AUSTIN, Texas — A San Antonio federal judge has ordered everyone who enters or works at a Texas polling place to wear a face covering.
The order by U.S. District Judge Jason Pulliam, appointed by President Donald Trump, voided an exemption for polling sites that Gov. Greg Abbott had included in his statewide mask mandate.
The exemption, Pulliam ruled, violates the Voting Rights Act "because it creates a discriminatory burden on Black and Latino voters."
The pandemic has disproportionately affected minorities, placing them at higher risk of severe illness and death and forcing them to make "the unfortunate choice required between voting and minimizing their risk" of exposure under Abbott's poll exemption, the judge wrote.
"This discriminatory effect can be eliminated, or at least mitigated, if all people wear masks at polling sites," Pulliam wrote in an order released Tuesday night.
Texas Attorney General Ken Paxton followed Wednesday by filing an emergency petition asking the 5th U.S. Circuit Court of Appeals to block Pulliam's order.
Pulliam's mask requirement applied to all voters, poll workers and poll watchers and came more than two weeks after in-person early voting began in Texas. Early voting will continue through Friday, and Election Day is Tuesday.

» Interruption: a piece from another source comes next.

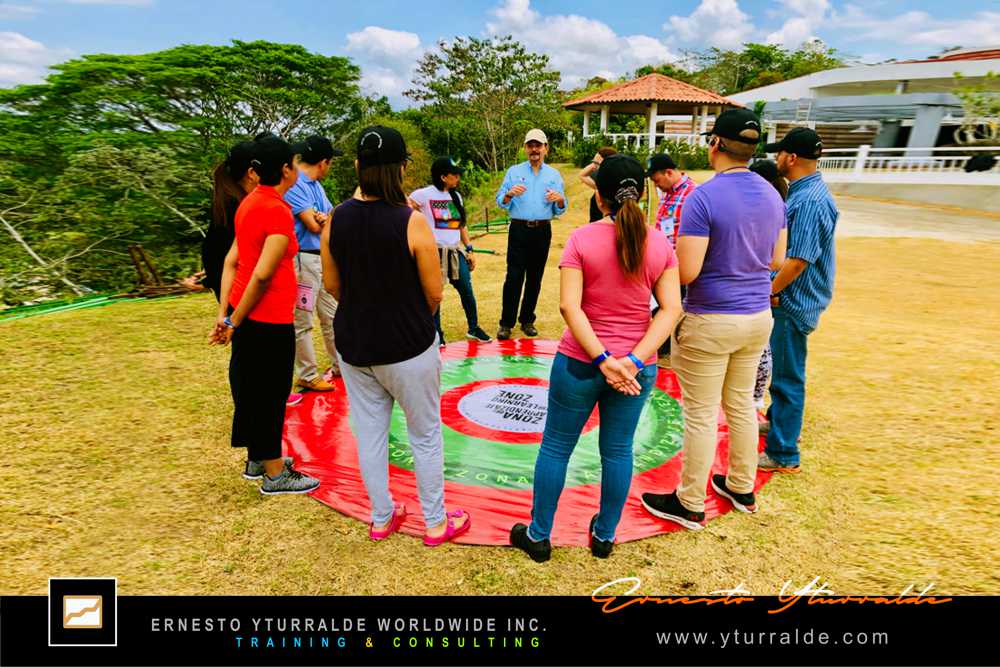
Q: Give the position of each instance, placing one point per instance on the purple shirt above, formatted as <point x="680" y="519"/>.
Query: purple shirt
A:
<point x="742" y="215"/>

The ruling came after the Texas chapter of the NAACP and Mi Familia Vota sued to force the state to adopt a list of safety requirements during the pandemic, including more polling locations, additional voting machines and an extra week of early voting on top of the six additional days already ordered by Abbott.
Pulliam, however, dismissed that lawsuit in early September, ruling that he lacked authority to order the changes because the power to administer elections and set voting procedures belongs to the Legislature and state agencies, not the courts.
The civil rights groups appealed, and the 5th Circuit Court upheld Pulliam's ruling but returned the matter to his court to determine whether there was a Voting Rights Act violation regarding face masks, which courts do have authority to decide.
"This is a major victory for democracy," said Hector Sanchez Barba, executive director and CEO of Mi Familia Vota. "Voters should not have to choose between protecting their health and exercising their fundamental right to vote."
"Millions of voters throughout Texas," said Gary Bledsoe, president of the Texas NAACP, "can now be assured that when they show up to vote for this election, the basic requirement of wearing a mask in public places during this pandemic will be applied to all polling sites."
Last weekend, the NAACP received reports of maskless poll watchers approaching minority voters as an intimidation technique, Bledsoe said.